CHARITY HATED FEELING stupid, especially when she had no one to blame but herself. She’d spent the weekend buried in work because it was the only way to stop thinking about Josh. Every time she wasn’t distracted, she faced a brainful of questions, all designed to make her spiral into girl craziness.
She was fascinated by him in a way that was unexpected, unfamiliar and a teeny bit obsessive. That was fine. It happened. Eventually she would get over it. During their tour of the city the previous Friday, she’d found herself actually enjoying spending time with him. She’d found him funny and charming, which was good. Having a person inside of her crush was helpful.
But something had happened on their drive. He’d changed and she was frustrated by the feeling that she’d done something wrong. She hadn’t. She knew that in her head. But try telling her active hormones that. They’d spent the entire weekend sighing dramatically, longing for just a glimpse of the man in question. Worse, Friday night he’d strolled back into the hotel looking all hot, sweaty and sexy. Which meant he’d been with someone else. Even going online and seeing dozens of pictures of him with other women hadn’t helped at all.
She could understand feeling boy crazy if she was in high school, but she was twenty-eight years old. An age when one could reasonably expect some slight maturity. After all, she had plenty of romantic disasters in her past from nice, normal men. Men she’d thought she could trust. If she’d been so desperately wrong with them, falling for Josh would be nothing short of idiotic.
Shortly before ten o’clock on Monday morning, Charity filled her coffee cup and made her way to the large conference room on the third floor for her first city council meeting.
There were already about a dozen people sitting around the large table, all of them women except for Robert. She greeted the mayor, smiled at Robert, then took a seat.
Marsha winked at her. “We’re a little less formal than most council sessions you will have attended, Charity. Don’t judge us too harshly.”
“I won’t. I promise.”
“Good. Now who don’t you know?” Marsha went around the table, introducing everyone.
Charity paid attention, doing her best to remember everyone’s name. Pia rushed in a minute before ten.
“I know, I know,” she said with a groan. “I’m late. So find someone else to plan the parties around here.” She sank into the chair next to Charity. “Hi. How was your weekend?” she whispered.
“Good. Quiet. Yours?”
Pia started passing out slim folders with a picture of the American flag on the front. “I worked on the plans for Fourth of July. I was thinking we could mix it up this year. Have the parade and party on the eighth.”
Alice, the police chief, rolled her eyes, but the woman next to her, someone Charity thought might be named Gladys, gasped.
“Pia, you can’t. It’s a national holiday with a tradition going back more than two hundred years.”
“She’s kidding, Gladys,” Marsha said, then sighed. “Pia, don’t try to be funny.”
“I don’t try. It just happens spontaneously. Like a sneeze.”
“Get a tissue and hold it in,” Marsha told her firmly.
“Yes, ma’am.” Pia leaned toward Charity. “She’s so bossy these days. Even Robert’s afraid.”
Charity’s gaze moved to Robert who looked more amused than frightened. He glanced at her and smiled. She smiled back, hoping for a hint of a reaction. A flicker. A whisper. A slight pressure that could be interpreted as a tingle.
There was nothing.
“We have quite a bit of business to get through this morning,” Marsha said. “And a visitor.”

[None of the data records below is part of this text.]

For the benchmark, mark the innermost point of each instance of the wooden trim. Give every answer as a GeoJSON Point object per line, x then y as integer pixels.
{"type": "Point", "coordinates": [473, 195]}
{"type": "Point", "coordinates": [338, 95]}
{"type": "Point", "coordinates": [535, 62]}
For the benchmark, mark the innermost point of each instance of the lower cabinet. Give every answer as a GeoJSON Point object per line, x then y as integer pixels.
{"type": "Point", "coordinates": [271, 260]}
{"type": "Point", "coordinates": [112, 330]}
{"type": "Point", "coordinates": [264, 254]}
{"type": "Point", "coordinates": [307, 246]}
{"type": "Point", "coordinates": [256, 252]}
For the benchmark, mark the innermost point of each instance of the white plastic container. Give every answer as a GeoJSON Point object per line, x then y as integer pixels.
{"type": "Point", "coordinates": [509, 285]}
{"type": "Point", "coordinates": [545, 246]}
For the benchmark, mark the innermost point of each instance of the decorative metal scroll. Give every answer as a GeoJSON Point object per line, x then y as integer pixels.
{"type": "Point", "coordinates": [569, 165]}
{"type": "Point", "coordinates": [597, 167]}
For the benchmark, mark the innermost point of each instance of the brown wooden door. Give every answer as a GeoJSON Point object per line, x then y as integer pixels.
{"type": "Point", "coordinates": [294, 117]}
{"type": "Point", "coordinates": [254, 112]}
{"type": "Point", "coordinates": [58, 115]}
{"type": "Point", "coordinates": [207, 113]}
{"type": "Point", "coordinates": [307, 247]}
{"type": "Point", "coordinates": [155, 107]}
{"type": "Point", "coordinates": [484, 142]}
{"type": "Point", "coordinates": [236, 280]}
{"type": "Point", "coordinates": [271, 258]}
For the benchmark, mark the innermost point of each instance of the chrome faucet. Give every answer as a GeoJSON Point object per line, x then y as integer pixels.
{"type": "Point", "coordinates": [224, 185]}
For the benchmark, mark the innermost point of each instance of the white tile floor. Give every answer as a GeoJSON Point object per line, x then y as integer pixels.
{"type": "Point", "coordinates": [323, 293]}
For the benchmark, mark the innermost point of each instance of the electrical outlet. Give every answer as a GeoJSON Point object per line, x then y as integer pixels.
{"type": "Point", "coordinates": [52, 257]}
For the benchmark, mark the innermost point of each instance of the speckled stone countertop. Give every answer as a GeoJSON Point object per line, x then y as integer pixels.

“Visitors,” another woman said. “That always makes me think of that old science fiction miniseries from years ago. The Visitors. Weren’t they snakes or lizards underneath their human skin?”

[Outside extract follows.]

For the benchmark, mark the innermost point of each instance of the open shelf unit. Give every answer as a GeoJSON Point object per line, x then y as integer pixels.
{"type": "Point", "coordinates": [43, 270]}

“As far as I can tell, our visitor is human,” Marsha said.
The mayor was obviously a woman with infinite patience, Charity thought as the meeting continued to spiral from one subject to another.
“Now about the road repaving by the lake,” Marsha said. “I believe someone prepared a report.”
They worked their way through several items on the agenda. Charity gave a brief rundown on the meeting with the university and the fact that the letter of intent had been signed. Pia talked about the Fourth of July celebration that would indeed be held on the appropriate date, then a five-minute break was called.
Robert rose and left. The door had barely closed behind him when Gladys leaned across the table toward Charity.
“You were out with Josh the other day.”
Charity didn’t know if the words were a statement or an accusation. “We, ah… He took me on a tour of the city. The mayor suggested it.”
Marsha smiled serenely. “Just trying to make you feel welcome.”
“You don’t send Josh to see me,” Gladys complained.
“You’re already comfortable in town.”
“How was it?” another woman asked. She was petite, in her mid-forties and pretty. Renee, maybe? Or Michelle. Something vaguely French, Charity thought, wishing she’d actually written down the names as people said them.